Creating a data set from a JDBC data source

If a Studio administrator has already created a data connection and added a JDBC data source, then you can import and filter a JDBC data source into Studio. After import, the data source is available as a data set in the Catalog. For information about creating data sources, see the Administrator's Guide.

The Studio user must have the role of User, Power User, or Administrator to import JDBC data.

To load data from a JDBC data source:

  1. Click the Add Data Set option on the Catalog.

    This option adds the new data set to the Catalog. You can also add a new data set from within a project.

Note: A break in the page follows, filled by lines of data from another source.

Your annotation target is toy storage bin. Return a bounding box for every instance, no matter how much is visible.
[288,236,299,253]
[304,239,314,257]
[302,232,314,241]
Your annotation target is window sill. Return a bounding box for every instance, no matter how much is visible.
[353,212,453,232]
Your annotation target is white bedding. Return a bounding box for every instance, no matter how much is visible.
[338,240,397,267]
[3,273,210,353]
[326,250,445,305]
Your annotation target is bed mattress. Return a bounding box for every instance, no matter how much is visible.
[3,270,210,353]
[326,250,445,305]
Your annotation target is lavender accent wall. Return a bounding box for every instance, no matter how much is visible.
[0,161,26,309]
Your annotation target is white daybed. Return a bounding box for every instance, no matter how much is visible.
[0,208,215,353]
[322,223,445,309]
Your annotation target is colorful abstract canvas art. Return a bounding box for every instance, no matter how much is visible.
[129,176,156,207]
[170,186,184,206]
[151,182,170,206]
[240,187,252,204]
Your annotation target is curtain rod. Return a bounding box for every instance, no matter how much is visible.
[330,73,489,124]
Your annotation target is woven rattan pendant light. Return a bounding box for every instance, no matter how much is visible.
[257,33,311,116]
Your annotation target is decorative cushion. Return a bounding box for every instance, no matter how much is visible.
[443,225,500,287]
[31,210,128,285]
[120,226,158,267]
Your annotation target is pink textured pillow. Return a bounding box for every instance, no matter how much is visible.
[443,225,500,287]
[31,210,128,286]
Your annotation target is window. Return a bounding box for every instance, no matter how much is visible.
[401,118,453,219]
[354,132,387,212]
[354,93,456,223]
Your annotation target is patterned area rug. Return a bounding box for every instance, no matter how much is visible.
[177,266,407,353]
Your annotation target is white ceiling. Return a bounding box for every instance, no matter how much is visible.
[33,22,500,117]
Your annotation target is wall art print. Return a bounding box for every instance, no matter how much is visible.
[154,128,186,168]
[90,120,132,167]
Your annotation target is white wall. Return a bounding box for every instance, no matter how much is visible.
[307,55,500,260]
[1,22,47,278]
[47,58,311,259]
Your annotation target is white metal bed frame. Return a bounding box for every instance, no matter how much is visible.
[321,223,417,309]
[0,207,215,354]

  2. Click Create a data set from a database.
  3. On the Select data source page, select a row corresponding to the data source you want to import and click Next.
  4. Provide the user name and password of the person who has database credentials to access the data and click Continue.
  5. In the Preview & filter data page, you can both edit attributes and limit the data before you upload it:
    1. To exclude an attribute from the data set, deselect its check box.
    2. To modify the name of an attribute as it appears in the data set, select the column header and edit the name of the attribute.
    3. To filter an attribute by an attribute value, select the funnel icon in an attribute header. (This adds a filter to the Filter By pane.) And then select a sample value that you want to filter by. For example, if you have an attribute named Country_Name, you can select the filter icon and then select United States. That filters the records down to the set of records where Country_Name matches United States.
    4. If you know the language of text data in your attributes, select the source language from Default search language. (This setting is used during data process and then used for value and keyword searches.)
  6. Click Next.
  7. On the Select data source page:
    1. Specify a name for the data set as it appears in the Catalog.
    2. Optionally, specify a description for the data set.
    3. Optionally, specify a Hive table name. By default, the Hive table name is the same as the data set name. If you create a data set by the same name as an existing data set, you must specify a different Hive table name. Studio maps the data set name to a unique table name.
  8. Click Create.
A new data set, based on the data source, is available in the Catalog.